Joy war inzwischen an der Straße angekommen. Sie hatte sich nicht lange umsehen müssen, da hatte sie schon gewusst, wo sie war. Sie war in der Sussex Street, unweit des Darling Harbours. Hier war sie tatsächlich im Parkhaus eines Wohnhauses gewesen.

Inzwischen stand sie an der Ampel und sah sich vorsichtig um. So langsam war sie wieder bei sich und hatte es geschafft, die Angst, die sie so plötzlich übermannt hatte, ein wenig von sich zu schieben. Alles schien so normal hier draußen, das half. Einige junge Mütter schoben ihre Kinderwägen vor sich her und unterhielten sich angeregt dabei, die meisten Menschen gingen hektisch ihrer Wege. Das war nicht verwunderlich, mitten in der Innenstadt von Sydney und direkt am Darling Harbour.

Langsam tapste Joy voran, als die Ampel grün wurde. Sie war immer noch wacklig auf den Beinen, ihre Knie fühlten sich an wie Pudding. Teils kam es von der Panik, die sie zuvor überfallen hatte, teils von den Verletzungen, die ihren Körper schwächten. Unbehaglich sah sie sich noch einmal um. Auch wenn sie ihre Angst inzwischen einigermaßen unter Kontrolle hatte, stand ihr Entschluss noch immer fest: Sie brauchte Hilfe.

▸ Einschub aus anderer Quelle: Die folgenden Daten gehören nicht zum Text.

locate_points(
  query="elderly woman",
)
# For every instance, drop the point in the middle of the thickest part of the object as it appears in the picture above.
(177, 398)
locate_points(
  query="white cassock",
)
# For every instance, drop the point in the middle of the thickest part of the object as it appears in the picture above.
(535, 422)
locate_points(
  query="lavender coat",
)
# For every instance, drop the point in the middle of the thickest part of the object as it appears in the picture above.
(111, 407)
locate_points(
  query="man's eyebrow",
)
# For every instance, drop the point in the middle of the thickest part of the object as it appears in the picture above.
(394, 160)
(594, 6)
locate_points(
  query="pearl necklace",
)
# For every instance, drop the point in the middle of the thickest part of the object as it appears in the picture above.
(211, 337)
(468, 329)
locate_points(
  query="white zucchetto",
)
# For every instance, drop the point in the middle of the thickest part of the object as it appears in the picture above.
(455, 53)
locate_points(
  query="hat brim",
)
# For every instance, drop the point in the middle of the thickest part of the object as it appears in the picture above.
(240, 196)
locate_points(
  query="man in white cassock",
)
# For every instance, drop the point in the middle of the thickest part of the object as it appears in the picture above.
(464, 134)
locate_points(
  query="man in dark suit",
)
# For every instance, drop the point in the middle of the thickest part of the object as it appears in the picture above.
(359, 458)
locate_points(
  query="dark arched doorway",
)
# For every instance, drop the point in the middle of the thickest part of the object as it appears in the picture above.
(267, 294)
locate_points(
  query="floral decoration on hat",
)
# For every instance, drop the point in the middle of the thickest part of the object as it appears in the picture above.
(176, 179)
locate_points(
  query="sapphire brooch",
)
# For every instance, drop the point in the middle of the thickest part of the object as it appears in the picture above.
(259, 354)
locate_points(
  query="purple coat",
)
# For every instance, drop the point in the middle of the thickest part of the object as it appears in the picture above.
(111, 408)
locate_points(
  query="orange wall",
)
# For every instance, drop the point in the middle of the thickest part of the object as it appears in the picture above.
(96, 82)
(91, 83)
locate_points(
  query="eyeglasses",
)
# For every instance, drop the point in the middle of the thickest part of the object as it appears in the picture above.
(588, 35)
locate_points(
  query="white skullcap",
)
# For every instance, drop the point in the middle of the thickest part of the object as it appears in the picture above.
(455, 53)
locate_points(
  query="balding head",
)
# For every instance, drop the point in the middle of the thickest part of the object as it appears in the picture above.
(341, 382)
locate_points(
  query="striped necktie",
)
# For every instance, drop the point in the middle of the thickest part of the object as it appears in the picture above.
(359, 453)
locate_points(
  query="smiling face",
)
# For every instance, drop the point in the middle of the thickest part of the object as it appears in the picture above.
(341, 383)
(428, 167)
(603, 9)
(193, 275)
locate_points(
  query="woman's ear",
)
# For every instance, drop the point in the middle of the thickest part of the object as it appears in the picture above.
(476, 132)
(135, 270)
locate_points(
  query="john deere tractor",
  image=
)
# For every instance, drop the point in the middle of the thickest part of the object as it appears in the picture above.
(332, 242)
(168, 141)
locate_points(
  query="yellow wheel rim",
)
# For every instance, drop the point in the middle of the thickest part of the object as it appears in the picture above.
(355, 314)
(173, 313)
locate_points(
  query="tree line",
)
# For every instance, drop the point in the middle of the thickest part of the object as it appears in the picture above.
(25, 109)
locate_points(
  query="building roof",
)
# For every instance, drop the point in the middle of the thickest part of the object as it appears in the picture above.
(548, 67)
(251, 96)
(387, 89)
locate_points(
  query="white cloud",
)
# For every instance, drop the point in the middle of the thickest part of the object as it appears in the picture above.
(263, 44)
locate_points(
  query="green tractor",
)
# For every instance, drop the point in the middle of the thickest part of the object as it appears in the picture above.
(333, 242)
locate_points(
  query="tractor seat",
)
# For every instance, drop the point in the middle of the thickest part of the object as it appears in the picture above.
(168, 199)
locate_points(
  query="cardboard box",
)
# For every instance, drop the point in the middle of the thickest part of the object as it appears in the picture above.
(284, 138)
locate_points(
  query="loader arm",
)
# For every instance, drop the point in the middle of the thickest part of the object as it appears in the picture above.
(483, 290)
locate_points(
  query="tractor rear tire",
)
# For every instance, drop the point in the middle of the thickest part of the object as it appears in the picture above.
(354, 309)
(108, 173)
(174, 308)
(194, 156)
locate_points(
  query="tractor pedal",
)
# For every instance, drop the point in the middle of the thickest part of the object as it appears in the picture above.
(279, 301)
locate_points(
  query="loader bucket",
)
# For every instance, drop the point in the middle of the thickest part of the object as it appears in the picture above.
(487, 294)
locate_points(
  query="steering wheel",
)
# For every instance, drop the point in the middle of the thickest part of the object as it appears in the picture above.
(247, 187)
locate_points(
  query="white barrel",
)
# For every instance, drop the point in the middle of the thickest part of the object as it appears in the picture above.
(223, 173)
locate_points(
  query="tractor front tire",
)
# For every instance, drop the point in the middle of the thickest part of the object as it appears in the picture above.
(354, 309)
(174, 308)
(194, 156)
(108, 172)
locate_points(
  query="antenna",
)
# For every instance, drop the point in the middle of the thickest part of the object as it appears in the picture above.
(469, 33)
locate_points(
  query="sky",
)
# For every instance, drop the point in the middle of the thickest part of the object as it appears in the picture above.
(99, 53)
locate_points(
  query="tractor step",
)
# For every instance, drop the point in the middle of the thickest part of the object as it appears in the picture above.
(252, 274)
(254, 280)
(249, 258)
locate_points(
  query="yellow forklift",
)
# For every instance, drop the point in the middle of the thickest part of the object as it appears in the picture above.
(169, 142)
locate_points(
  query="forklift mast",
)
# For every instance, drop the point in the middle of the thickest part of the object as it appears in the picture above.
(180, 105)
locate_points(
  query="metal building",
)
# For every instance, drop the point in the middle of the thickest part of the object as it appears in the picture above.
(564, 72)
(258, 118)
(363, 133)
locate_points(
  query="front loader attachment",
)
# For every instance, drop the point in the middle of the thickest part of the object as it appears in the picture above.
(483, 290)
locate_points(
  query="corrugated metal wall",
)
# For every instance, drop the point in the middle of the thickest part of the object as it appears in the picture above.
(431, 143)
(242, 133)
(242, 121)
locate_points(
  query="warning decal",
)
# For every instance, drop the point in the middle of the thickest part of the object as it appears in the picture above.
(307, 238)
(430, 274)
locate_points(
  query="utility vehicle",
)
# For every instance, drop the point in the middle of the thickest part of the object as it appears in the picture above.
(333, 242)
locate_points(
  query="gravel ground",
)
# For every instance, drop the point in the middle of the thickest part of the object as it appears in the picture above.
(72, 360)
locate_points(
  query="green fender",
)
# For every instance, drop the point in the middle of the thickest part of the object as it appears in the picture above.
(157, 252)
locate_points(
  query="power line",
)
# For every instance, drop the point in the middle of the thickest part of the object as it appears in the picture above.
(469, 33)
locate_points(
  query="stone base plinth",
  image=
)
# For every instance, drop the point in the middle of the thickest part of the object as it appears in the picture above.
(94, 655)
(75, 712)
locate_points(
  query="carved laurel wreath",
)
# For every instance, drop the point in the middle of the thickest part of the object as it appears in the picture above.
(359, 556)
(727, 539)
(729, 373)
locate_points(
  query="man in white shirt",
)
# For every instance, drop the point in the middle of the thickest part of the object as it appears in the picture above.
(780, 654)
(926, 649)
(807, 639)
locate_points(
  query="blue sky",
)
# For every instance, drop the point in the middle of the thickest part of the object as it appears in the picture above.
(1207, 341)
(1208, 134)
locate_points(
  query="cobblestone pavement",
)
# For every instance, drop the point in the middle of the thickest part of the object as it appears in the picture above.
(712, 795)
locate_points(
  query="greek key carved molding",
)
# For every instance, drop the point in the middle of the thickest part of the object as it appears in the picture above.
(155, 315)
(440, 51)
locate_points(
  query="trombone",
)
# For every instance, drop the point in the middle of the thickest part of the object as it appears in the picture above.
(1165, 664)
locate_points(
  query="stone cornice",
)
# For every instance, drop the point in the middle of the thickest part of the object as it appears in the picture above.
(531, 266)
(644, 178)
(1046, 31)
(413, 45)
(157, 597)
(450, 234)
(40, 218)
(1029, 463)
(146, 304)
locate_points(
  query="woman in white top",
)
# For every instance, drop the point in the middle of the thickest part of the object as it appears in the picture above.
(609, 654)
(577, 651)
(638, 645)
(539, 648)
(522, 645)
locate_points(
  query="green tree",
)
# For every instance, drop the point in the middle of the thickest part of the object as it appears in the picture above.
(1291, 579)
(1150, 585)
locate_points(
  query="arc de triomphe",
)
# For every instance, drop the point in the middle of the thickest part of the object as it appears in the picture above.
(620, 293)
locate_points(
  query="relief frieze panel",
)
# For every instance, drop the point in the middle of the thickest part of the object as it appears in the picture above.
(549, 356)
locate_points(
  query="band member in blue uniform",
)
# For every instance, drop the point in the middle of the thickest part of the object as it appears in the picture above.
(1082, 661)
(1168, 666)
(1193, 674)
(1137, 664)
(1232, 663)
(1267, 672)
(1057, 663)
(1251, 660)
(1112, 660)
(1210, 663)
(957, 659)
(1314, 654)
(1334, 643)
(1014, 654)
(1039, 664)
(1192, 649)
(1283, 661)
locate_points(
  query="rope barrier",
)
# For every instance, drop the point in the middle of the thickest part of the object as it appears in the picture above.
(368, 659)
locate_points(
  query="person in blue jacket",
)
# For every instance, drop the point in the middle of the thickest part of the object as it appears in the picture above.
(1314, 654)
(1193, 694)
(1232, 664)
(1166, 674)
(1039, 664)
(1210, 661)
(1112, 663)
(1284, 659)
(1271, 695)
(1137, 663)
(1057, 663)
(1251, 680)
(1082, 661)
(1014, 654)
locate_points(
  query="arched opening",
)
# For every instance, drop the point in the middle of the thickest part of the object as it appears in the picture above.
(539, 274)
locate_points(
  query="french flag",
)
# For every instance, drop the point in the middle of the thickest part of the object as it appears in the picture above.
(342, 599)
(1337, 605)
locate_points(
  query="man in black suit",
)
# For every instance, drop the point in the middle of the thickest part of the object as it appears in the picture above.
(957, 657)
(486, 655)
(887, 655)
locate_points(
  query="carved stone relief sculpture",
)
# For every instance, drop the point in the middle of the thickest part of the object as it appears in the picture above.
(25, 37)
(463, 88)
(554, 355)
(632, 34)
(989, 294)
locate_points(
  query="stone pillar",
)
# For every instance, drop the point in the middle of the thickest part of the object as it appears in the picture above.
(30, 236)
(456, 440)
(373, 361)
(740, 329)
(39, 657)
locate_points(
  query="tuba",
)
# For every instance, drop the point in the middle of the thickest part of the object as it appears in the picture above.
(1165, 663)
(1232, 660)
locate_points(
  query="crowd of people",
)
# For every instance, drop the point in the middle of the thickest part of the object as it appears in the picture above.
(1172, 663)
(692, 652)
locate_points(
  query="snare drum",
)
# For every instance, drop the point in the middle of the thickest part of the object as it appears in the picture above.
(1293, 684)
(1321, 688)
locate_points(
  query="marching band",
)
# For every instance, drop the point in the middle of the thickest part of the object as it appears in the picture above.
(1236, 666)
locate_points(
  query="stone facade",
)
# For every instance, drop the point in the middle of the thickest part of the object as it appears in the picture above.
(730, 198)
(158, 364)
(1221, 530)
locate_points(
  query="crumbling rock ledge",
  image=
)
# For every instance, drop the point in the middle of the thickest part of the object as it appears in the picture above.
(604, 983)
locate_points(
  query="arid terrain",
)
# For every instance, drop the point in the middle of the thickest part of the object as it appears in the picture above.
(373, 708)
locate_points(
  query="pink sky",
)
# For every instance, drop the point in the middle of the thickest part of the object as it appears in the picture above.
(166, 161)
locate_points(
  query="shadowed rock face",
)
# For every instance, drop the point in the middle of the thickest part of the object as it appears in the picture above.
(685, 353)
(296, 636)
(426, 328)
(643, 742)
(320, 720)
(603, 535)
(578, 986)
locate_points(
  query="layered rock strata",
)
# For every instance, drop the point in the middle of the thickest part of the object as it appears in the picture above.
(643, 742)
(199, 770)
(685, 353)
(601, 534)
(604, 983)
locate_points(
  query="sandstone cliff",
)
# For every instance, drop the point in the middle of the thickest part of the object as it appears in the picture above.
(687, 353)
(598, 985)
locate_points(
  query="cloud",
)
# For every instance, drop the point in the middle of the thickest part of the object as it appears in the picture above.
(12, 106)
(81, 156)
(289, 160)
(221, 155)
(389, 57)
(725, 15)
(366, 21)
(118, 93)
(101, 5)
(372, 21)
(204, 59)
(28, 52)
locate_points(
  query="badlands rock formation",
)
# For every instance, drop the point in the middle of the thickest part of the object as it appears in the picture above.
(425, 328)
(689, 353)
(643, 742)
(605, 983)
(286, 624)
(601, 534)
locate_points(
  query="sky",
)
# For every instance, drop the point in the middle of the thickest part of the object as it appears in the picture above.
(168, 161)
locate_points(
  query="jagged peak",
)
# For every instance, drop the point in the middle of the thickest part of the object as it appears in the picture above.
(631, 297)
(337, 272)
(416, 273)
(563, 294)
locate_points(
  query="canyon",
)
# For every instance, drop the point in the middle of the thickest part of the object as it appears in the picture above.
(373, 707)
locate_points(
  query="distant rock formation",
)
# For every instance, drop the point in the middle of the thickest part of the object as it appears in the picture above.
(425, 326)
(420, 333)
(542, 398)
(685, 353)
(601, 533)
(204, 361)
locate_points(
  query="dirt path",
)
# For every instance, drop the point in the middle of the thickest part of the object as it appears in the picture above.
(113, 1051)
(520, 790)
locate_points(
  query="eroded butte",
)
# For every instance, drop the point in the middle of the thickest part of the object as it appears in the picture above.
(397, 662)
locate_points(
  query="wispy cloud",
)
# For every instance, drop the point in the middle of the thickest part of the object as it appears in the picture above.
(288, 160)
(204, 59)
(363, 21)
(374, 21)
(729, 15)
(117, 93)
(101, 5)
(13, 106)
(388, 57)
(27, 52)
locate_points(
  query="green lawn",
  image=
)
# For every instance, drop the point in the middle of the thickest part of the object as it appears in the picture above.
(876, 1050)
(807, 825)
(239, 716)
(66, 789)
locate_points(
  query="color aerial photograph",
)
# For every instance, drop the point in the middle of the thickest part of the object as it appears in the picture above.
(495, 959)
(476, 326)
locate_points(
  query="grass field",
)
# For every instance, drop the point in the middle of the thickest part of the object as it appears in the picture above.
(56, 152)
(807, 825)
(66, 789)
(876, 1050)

Ihr Vater war allem Anschein nach entführt worden und wenn sie den Erinnerungsblitz nicht falsch interpretierte, konnte ihr jederzeit dasselbe passieren. Sie musste wissen, was passiert war, und nur Amy oder die Polizei konnten ihr das erzählen. Ihr Handy hatte sie nicht bei sich, also würde sie jemand anderen fragen müssen. Ihr Plan war es, schnell zum Darling Harbour zu gehen, der nur wenige Meter entfernt war. Dort waren viel zu viele Menschen, als dass ihr etwas zustoßen könnte. Dort war sie in Sicherheit – so hoffte sie zumindest.

Zielsicher ging sie über die kleine Brücke nach der Ampel und dann die Stufen hinab zum Darling Harbour. Sie stand nun direkt neben dem Sydney Wildlife, einem kleinen Indoor-Zoo für Touristen. Auf der Holzbank davor saß eine junge Frau. Perfekt. Joy könnte sie nach ihrem Handy fragen. Sie atmete noch einmal tief durch, nahm ihren Mut zusammen und ging mit pochendem Herzen auf die Frau zu. Auf dem Weg zog sie noch einmal ihren Schal zurecht, sodass er ihr Pflaster gut verdeckte. Ihren Hut hatte sie locker auf dem Kopf sitzen. Die Sonne prallte mit voller Kraft auf sie herab und das konnte sie in ihrem momentanen Zustand gar nicht gebrauchen.

An der Bank angekommen stellte sich Joy vor die Frau, die kurz aufblickte und dann in eine andere Richtung schaute. Von der Plakatwand hinter der Bank strahlten Joy glückliche Gesichter entgegen, Koalas und Kängurus und eine Nicole Kidman, die für das Wachsfigurenkabinett, das sich ebenfalls im Gebäude befand, warb.

„Entschuldigung", begann Joy unsicher. Die Frau drehte verwundert ihren Kopf zu ihr und sah sie fragend an. „Kann ich einen Moment Ihr Handy benutzen? Ich hab meins verloren und muss unbedingt jemanden anrufen."

„Ähm –", die Frau überlegte einen Moment.

Menschen trauten einander heutzutage nicht mehr. Joy bemühte sich so freundlich zu lächeln, wie ihr Zustand es zuließ. Sie musste fürchterlich aussehen, so fühlte sie sich zumindest. Hoffentlich konnte sie trotzdem einen vertrauenswürdigen Eindruck erwecken.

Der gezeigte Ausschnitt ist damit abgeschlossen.